4.Meaningful question for analysis:
The following insights were observed from the graphs and data: A.Approximate 17% of accidents has no airbag or seatbelt comparing to “dead” rate of all accidents at only 4.5%. B.There is no obvious trend between Injury Severity and number of Measures. C. Figure 3 shows lot of accidents happened for new cars focusing on 1st or 2nd year. It may imply either new drivers or experienced drivers are not familar with their new cars which may lead to high accidents occurred.
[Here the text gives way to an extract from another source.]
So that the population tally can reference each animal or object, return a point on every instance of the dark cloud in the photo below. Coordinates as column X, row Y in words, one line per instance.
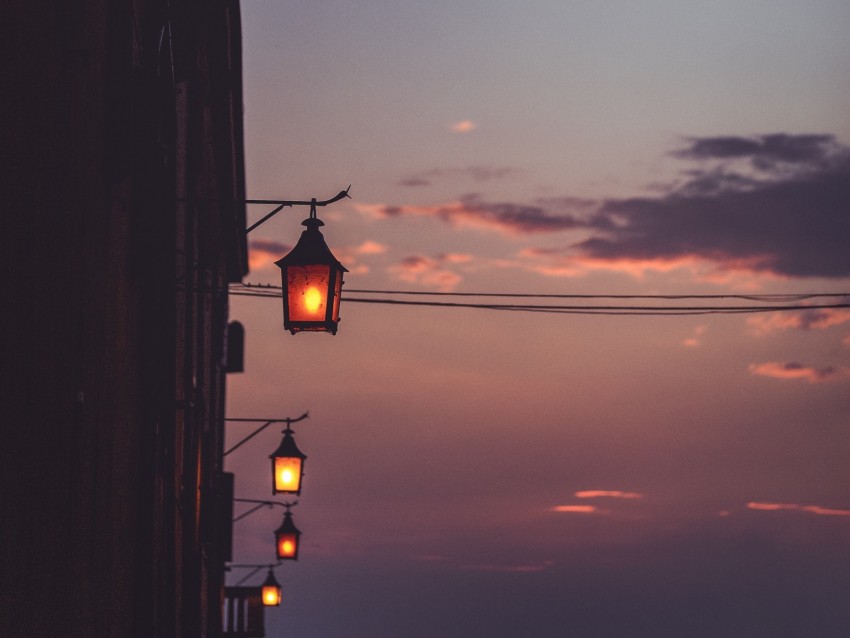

D. The average age of male occupant is lower than female.The IQR for male is also smaller than female. There are several high age drivers or passengers. E. Numeric data of age of occupant and year of vehicle are used to dig into additional insights of the data. One interesting observation is that “dead” is happening at the Injured Severity Level of 4.